- Siba Subdistrict
- Coordinates: 30°17′54″N 48°16′21″E﻿ / ﻿30.29833°N 48.27250°E
- Country: Iraq
- Governorate: Basra Governorate
- district: Abu Al-Khaseeb

= Siba subdistrict =

Siba Subdistrict (السيبة) is a subdistrict located in Iraqi Basra Governorate, at the West bank of Shatt al-Arab Its seat is the town of Siba. Total population is 160 000 inhabitants, all Shias Arabs.They work in agriculture, fishing and small business.
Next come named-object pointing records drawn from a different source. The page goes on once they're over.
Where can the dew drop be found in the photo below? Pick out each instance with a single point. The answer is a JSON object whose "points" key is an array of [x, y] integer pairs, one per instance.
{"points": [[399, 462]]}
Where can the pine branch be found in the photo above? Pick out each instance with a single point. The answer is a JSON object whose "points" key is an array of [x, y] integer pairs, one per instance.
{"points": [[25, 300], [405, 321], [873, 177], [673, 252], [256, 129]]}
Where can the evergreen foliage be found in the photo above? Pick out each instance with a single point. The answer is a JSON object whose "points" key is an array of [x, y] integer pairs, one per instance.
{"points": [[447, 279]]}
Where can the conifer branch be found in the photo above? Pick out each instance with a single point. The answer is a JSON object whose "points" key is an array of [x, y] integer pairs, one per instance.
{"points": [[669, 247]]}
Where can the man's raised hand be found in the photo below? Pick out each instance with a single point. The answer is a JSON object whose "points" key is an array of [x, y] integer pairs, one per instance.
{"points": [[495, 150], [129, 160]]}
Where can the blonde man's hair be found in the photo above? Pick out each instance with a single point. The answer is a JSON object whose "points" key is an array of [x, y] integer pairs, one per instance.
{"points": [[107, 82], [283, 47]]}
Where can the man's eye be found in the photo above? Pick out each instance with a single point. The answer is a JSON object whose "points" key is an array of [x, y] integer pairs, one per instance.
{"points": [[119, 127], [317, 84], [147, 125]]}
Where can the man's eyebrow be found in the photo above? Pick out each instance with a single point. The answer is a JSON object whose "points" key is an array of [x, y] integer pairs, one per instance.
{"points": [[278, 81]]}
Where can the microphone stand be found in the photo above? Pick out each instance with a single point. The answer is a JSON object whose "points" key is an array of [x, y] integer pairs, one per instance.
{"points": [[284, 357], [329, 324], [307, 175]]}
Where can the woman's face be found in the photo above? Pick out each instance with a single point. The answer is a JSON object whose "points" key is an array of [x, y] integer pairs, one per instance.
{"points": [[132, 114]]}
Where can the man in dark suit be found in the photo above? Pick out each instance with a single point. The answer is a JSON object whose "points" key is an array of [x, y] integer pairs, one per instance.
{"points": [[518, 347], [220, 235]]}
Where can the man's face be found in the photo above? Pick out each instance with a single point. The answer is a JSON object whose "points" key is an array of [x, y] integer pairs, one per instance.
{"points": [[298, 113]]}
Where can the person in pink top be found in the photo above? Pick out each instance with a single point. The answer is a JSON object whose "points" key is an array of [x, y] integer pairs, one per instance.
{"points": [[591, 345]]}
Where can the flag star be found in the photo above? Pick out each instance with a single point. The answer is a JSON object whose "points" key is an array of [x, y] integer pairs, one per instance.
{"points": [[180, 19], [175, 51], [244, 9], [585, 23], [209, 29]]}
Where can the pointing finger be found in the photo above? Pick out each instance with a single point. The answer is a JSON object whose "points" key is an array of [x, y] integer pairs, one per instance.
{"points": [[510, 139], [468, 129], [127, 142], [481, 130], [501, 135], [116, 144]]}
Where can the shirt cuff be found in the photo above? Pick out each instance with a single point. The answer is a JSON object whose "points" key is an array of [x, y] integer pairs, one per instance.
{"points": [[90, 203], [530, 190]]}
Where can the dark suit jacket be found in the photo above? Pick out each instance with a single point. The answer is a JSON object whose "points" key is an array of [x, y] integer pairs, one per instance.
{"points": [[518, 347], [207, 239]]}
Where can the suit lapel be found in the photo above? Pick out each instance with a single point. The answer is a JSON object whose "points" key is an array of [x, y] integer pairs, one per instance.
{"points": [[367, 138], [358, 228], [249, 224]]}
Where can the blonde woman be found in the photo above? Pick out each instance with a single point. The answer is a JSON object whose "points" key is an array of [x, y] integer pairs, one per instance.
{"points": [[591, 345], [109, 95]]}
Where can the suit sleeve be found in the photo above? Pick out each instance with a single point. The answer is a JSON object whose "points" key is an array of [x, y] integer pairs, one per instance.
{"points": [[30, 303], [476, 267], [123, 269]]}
Siba was established in 1921 as a District but was downgraded to a Subdistrict in 1933. It was a prosperous area with 65 000 inhabitants (according to the 1977 census) and 27 elementary and secondary schools, the oldest being Siba elementary school which was built 1930. In 1980, with the eruption of Iran–Iraq War, Siba and its surroundings were destroyed completely and the population was displaced due to its location at the front line. After the end of the war in 1988, the population began to return and rebuild their homes and farms. Siba return to its importance due to its rich in natural sources (Siba gas field), abundant water and fertile alluvial soil, in addition to its strategic location on the Iraqi-Iranian border.

==Siba town==
Siba town is the Seat of Siba subdistrict, situated 65 km south of Basra city on the west bank of Shatt al-Arab, facing Abadan city on the east bank.

==Siba gas field==
The Siba gas field is located in north Siba subdistrict, explored 1968 .The field is roughly 21 km long and 6–13 km wide; its reserves are 1.1 trillion cubic feet.

In the third round of licensing in 2010, the Siba gas field was awarded to a consortium of Kuwait Energy (45% interest), Turkish Petroleum Corporation (TAPO) (30%) and Iraqi state-owned South Oil Company (25%). Kuwait energy and Turkish Petroleum Corporation (TAPO) will invest $1 Billion to reach plateau of 100 million cubic feet per day in return of $7.50 per barrel of oil equivalent.

On 25 April 2018, Kuwait Energy announced the start of gas production at Siba.

==Environmental issues==
Siba subdistrict, like other Iraqi and Iranian areas on the Shatt al-Arab, have serious environmental issues; in particular, salt tides due to a shortage of water in rivers Tigris, Euphrates, and Karun. There is also air and water pollution caused by the Abadan Refinery. These two problems have serious impacts on agriculture and people's health.